Olfactory learning without the mushroom bodies: Spiking neural network models of the honeybee lateral antennal lobe tract reveal its capacities in odour memory tasks of varied complexities
Fig 3
Non-associative plasticity in the antennal lobe and the effect of inhibitory feedback on network decorrelation.
(A) Weight matrices of the synaptic connectivity from 36 antennal lobe local neurons to 36 projection neurons (PNs) in the presence of iSTDP between these connections (From left to right: random weights before training; weights after 500, 1000 and 2000 stimuli presentations). Each column of matrices exhibits strength of an inhibitory antennal lobe local neuron connection to different PNs. The initial connectivity matrix (left) was generated by a random Gaussian distribution, N(0, 10); (see S1 Video). (B) Correlation matrices of PN outputs before and after the exposure to stimuli. Positive and negative correlations are coloured by red and blue respectively.
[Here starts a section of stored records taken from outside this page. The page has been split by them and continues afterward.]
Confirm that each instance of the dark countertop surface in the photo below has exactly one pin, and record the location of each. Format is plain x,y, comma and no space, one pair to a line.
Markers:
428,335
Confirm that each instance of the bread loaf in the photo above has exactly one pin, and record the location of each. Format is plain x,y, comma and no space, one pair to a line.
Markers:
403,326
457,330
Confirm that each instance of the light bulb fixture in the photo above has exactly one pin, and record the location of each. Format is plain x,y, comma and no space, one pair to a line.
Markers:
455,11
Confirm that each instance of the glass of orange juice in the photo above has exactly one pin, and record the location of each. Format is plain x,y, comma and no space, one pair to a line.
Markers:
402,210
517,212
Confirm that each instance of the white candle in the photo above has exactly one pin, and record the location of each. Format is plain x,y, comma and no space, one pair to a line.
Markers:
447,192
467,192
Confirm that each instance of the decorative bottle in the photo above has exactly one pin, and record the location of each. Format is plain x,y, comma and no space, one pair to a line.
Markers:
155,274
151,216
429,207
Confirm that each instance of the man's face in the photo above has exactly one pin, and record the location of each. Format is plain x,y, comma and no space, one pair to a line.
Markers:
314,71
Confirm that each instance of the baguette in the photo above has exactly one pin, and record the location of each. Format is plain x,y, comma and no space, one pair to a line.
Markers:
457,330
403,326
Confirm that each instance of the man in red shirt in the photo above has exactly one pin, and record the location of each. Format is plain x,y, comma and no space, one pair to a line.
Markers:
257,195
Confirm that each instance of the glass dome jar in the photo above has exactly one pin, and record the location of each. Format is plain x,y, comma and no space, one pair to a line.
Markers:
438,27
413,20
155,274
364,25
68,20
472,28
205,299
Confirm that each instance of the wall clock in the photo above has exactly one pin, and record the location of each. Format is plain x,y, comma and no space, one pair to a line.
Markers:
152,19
The correlation matrices approaches to a diagonal matrix, indicating that PN activity becomes decorrelated over training. Correlation matrices are calculated from the PNs’ firing rate activated by 64 different stimuli. This comparison shows that correlations between PNs are reduced over different stimulus presentation. C) The entropy reduction that measures the strength of correlations between PNs is plotted as a function of the number of presented odour. The entropy reductions of the PNs' activity of 20 different simulated bees (different initial conditions and a different set of 2000 stimuli) are plotted as a function of the number of stimuli presentation for different values of the global inhibitory neuron (GIN) (Black for strong inhibitory feedback and grey for weak inhibitory feedback). Here low entropy reduction indicates less correlation. The entropy reduces after more odours are presented to the model. Increasing the inhibitory feedback signal from GIN accelerates decorrelation of PN activity.